Would any of this really improve the process measurably, though? And that's assuming that it would work. Which it wouldn't. Most Hall of Fame voters treasure the privilege dearly; I'm fairly certain that if they were being judged in this way, nearly every voter would do whatever it took to retain that privilege. Maybe I'm wrong, but I suspect that Howard Bryant would have voted for Greg Maddux, had he been on the ballot this year and had the 95-percent Rule been in effect.

Also, shouldn't voters be allowed to vote their conscience? If you suspected that a superstar had actually lost a game on purpose, wouldn't you want the freedom to withhold your Hall of Fame vote, even if you didn't have enough evidence to actually make a public accusation? I would.

That said, here are three reforms that might help some:

1. Rewrite, slightly, the voting rules.
No, I wouldn't remove the so-called "integrity clause". What I would do is expressly discourage this ridiculous distinction between first-ballot and non-first-ballot Hall of Famers. Maybe then voters like Heyman wouldn't use the current semi-ambiguity to justify leaving off guys like Biggio.

2. Cut the period of eligibility from 15 years to 10.
Really, 15 years is just a ridiculously long time. As Joe Sheehan pointed out last week, since 1980 only three players have been elected after their 10th year on the ballot: Bruce Sutter, Jim Rice, and Bert Blyleven. A .333 batting average in the majors is pretty good; .333 for the BBWAA is really lousy. Frankly, the Hall of Fame would have been better served if all these guys were cut loose after 10 seasons; eventually, Blyleven would have been elected by someone. Yes, maybe the other guys too, but we're talking about the BBWAA now. If the ballots were smaller, it would be easier to elect the most deserving players, and they would be smaller if so many hopeless candidates weren't kept on the ballot for so many years.

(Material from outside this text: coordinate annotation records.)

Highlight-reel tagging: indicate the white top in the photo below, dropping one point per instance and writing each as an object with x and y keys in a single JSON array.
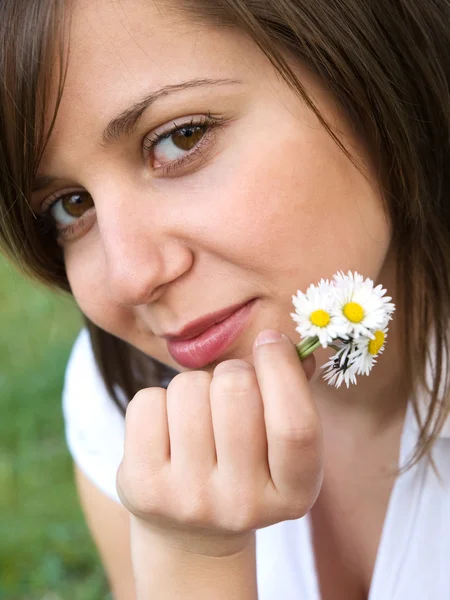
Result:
[{"x": 413, "y": 560}]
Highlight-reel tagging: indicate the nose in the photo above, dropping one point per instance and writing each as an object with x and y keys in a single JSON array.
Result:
[{"x": 141, "y": 257}]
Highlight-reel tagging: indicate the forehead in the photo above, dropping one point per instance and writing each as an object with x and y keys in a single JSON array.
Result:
[{"x": 122, "y": 51}]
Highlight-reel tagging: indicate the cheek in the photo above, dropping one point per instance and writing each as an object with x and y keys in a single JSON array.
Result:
[
  {"x": 300, "y": 208},
  {"x": 86, "y": 274}
]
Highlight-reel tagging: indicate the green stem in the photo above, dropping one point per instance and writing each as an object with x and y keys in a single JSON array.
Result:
[{"x": 307, "y": 347}]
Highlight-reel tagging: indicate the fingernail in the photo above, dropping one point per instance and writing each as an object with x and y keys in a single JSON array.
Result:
[{"x": 269, "y": 336}]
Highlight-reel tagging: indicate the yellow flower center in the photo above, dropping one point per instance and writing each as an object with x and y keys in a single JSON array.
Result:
[
  {"x": 319, "y": 318},
  {"x": 376, "y": 344},
  {"x": 354, "y": 312}
]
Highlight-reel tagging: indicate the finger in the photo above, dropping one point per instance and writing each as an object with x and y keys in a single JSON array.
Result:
[
  {"x": 192, "y": 448},
  {"x": 146, "y": 432},
  {"x": 292, "y": 422},
  {"x": 238, "y": 422}
]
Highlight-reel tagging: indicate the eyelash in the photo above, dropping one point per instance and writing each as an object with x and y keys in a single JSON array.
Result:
[{"x": 150, "y": 142}]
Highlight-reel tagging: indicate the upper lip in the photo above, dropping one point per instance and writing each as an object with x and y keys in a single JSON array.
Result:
[{"x": 195, "y": 328}]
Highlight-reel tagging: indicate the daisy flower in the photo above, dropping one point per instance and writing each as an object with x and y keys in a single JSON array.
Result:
[
  {"x": 363, "y": 357},
  {"x": 340, "y": 368},
  {"x": 359, "y": 305},
  {"x": 315, "y": 315}
]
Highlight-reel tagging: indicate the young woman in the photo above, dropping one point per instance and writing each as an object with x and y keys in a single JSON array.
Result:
[{"x": 166, "y": 162}]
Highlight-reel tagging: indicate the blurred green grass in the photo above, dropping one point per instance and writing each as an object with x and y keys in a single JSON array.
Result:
[{"x": 45, "y": 549}]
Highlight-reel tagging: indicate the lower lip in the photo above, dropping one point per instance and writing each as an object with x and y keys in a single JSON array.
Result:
[{"x": 207, "y": 347}]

3. Replace unqualified voters with qualified voters.
If you're not a full-time baseball writer, or weren't a full-time baseball writer for 25 years, you don't get to vote. I mean, that's really easy; I would certainly allow longtime broadcasters to vote, and we could come up with some other obvious groups as well. But at a bare minimum, regularly covering baseball should be your job, or have been your job for a long time. Things like this just shouldn't happen, and wouldn't if the people who run the BBWAA had their act together.

Which they don't. Or maybe do have their act together, but that doesn't include maintaining a basic level of competence and integrity with regard to the Hall of Fame balloting. The BBWAA exists to serve the interests of a majority of its members, just like any other good union or trade organization. Fortunately, the BBWAA doesn't control the process; the Hall of Fame itself does (with some input/pressure from Major League Baseball). We really should stop tweeting and message-boarding BBWAA members, and start writing letters to Cooperstown. If there are changes, for better or worse, that's where they'll come from.